Once a stressed company is admitted for resolution under the IBC, the Committee of Creditors (CoC) will be in charge and the company's affairs are managed by a resolution professional.
Chief Economic Advisor Krishnamurthy Subramanian. (Photo | PTI)
Chief Economic Advisor Krishnamurthy Subramanian. (Photo | PTI)

NEW DELHI: With the implementation of the insolvency law, the days of feudalism of corporate debtors where they had considered it their divine right to be in control are gone, Chief Economic Adviser K V Subramanian said on Friday.

The Insolvency and Bankruptcy Code (IBC), which came into force in 2016, provides for a market-linked and time-bound resolution of stressed assets.

Once a stressed company is admitted for resolution under the IBC, the Committee of Creditors (CoC) will be in charge and the company's affairs are managed by a resolution professional.

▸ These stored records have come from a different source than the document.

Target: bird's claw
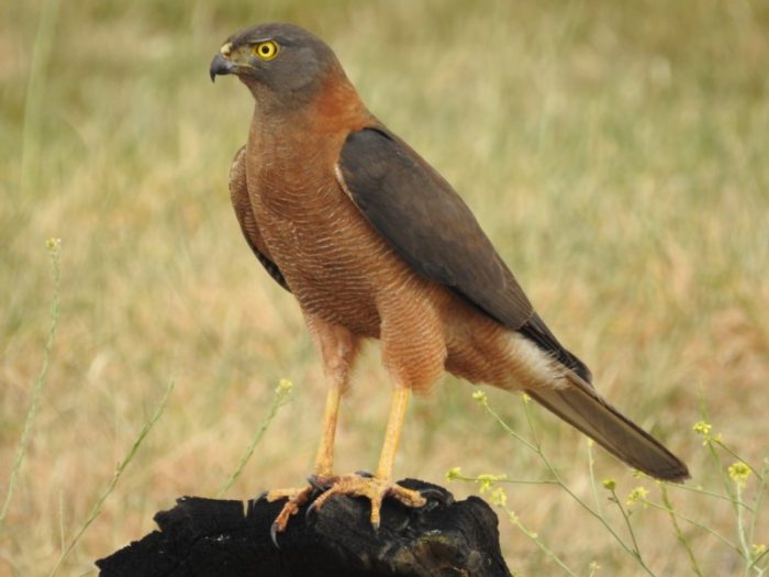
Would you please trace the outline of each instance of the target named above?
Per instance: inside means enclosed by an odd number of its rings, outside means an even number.
[[[333,486],[321,495],[308,509],[308,515],[315,514],[335,495],[349,495],[350,497],[364,497],[371,502],[371,526],[379,529],[381,521],[381,506],[386,497],[399,500],[406,507],[423,507],[427,499],[420,491],[406,489],[390,480],[379,479],[374,475],[345,475],[338,477]]]

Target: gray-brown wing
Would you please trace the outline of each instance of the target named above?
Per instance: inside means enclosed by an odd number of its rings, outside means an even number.
[[[254,211],[250,208],[250,199],[248,198],[248,186],[246,184],[246,147],[242,146],[230,167],[230,200],[235,209],[237,222],[241,224],[241,231],[245,236],[248,246],[254,252],[256,258],[265,267],[269,276],[271,276],[281,287],[289,292],[291,289],[286,282],[280,268],[275,264],[269,254],[269,249],[261,238],[259,226],[254,218]]]
[[[558,343],[452,186],[386,129],[350,133],[337,178],[366,219],[409,265],[506,328],[519,331],[590,381]]]

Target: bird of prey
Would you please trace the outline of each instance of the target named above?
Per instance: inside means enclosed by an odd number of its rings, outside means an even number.
[[[549,331],[452,186],[368,111],[332,49],[291,24],[233,34],[211,79],[235,75],[256,100],[230,191],[252,251],[289,290],[322,358],[328,395],[311,485],[288,499],[274,531],[317,487],[408,506],[423,495],[392,480],[412,391],[447,370],[475,384],[523,390],[614,456],[658,479],[687,466],[609,404],[588,367]],[[339,399],[366,339],[381,343],[392,403],[374,475],[336,476]]]

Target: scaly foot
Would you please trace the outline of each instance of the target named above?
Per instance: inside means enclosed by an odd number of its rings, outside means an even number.
[[[350,495],[365,497],[371,501],[371,525],[379,529],[380,514],[384,497],[398,499],[406,507],[423,507],[427,503],[422,493],[412,489],[405,489],[391,480],[379,479],[366,474],[355,473],[337,477],[331,487],[310,506],[308,513],[320,511],[325,502],[335,495]]]
[[[278,517],[272,522],[270,530],[272,542],[277,545],[276,534],[282,533],[286,530],[291,515],[299,512],[299,509],[312,500],[313,496],[319,495],[331,487],[338,477],[336,475],[313,475],[308,479],[310,485],[303,489],[274,489],[267,491],[265,498],[268,502],[288,499],[286,504],[278,513]]]

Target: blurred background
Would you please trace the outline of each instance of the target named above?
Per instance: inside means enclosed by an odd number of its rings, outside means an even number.
[[[599,389],[686,458],[691,486],[723,490],[692,432],[702,406],[714,432],[760,465],[769,433],[766,2],[11,0],[0,4],[2,498],[43,362],[52,236],[62,238],[62,311],[0,528],[0,575],[56,565],[169,381],[165,412],[62,574],[91,572],[96,558],[153,530],[155,511],[176,497],[215,495],[280,378],[293,381],[293,401],[226,497],[297,486],[311,469],[320,363],[296,302],[254,259],[229,200],[253,100],[234,78],[212,86],[208,76],[232,32],[266,21],[326,40],[369,109],[465,197]],[[376,465],[389,388],[369,346],[341,415],[339,471]],[[545,478],[472,390],[446,377],[415,400],[397,475],[446,484],[446,470],[460,466]],[[519,398],[488,392],[525,432]],[[589,496],[584,437],[537,414],[544,451]],[[618,493],[639,484],[594,455],[595,475],[616,479]],[[457,497],[476,490],[448,487]],[[670,492],[683,512],[736,540],[728,502]],[[638,570],[565,492],[515,486],[508,496],[577,574],[592,562],[598,575]],[[665,513],[638,509],[633,521],[655,573],[690,572]],[[560,574],[506,519],[500,528],[511,568]],[[740,567],[706,531],[682,528],[711,575]],[[766,519],[755,536],[769,540]]]

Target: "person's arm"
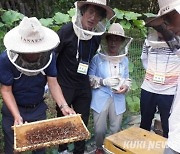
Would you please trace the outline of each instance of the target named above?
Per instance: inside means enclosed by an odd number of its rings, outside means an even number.
[[[142,54],[141,54],[141,61],[143,64],[144,69],[147,69],[147,65],[148,65],[148,50],[149,50],[149,46],[147,45],[146,41],[143,44],[143,49],[142,49]]]
[[[120,79],[120,87],[117,91],[115,91],[115,93],[118,94],[124,94],[127,91],[130,90],[131,87],[131,79],[129,78],[129,60],[127,57],[125,57],[124,59],[124,74],[123,74],[123,78]]]
[[[61,112],[64,115],[75,114],[75,111],[68,106],[56,77],[47,77],[47,81],[51,95],[57,102]]]
[[[6,104],[6,106],[8,107],[8,109],[10,110],[11,114],[14,117],[14,125],[23,124],[23,119],[20,115],[20,112],[16,104],[16,100],[12,93],[12,86],[2,85],[1,94],[4,100],[4,103]]]

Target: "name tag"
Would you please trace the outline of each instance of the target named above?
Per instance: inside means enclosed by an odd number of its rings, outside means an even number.
[[[164,84],[165,82],[165,75],[160,73],[155,73],[153,77],[154,83]]]
[[[88,68],[89,68],[88,63],[81,61],[81,62],[79,63],[79,65],[78,65],[77,72],[80,73],[80,74],[87,75],[87,73],[88,73]]]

If the resolution is not successful, then the company goes into liquidation.

"Before IBC, there used to be feudalism where the corporate debtor took it to be his or her divine right to be in control. There is a very very clear recognition that those days are gone. That feudalism actually is something that is not coming back. Feudalism is never ever good, but feudalism in a capitalistic system I think is possibly the worst," he said.

Speaking at a conference on '5-Years of IBC, 2016 & Way Forward', organised by industry body CII, Subramanian also said that systems, whether it is IBC or other systems, "can be caught in inefficient equilibria when each agent justifies his or her sub-optimal action by saying that other entities are behaving sub-optimally and therefore I am behaving sub-optimally".

According to him, the entire concept of dharma is that there is a much bigger goal and if you think from an economist's perspective, dharma is actually the concept of aspiring for what is socially optimal.

"If every stakeholder and every agent does what he or she thinks about dharma and that is something based on an internal compass of what is socially optimal, I think a lot of these debates we are having will not be required at all," he said.

However, he did not elaborate on the debates he was referring to.

"When we think of the concept of dharma from an economic angle, you start realising that why it was such a powerful idea. In the case of IBC, there are some actions that every stakeholder can take which will be optimal for the entire IBC system as a whole vis-a-vis what every entity doing that is privately optimal for them," he said.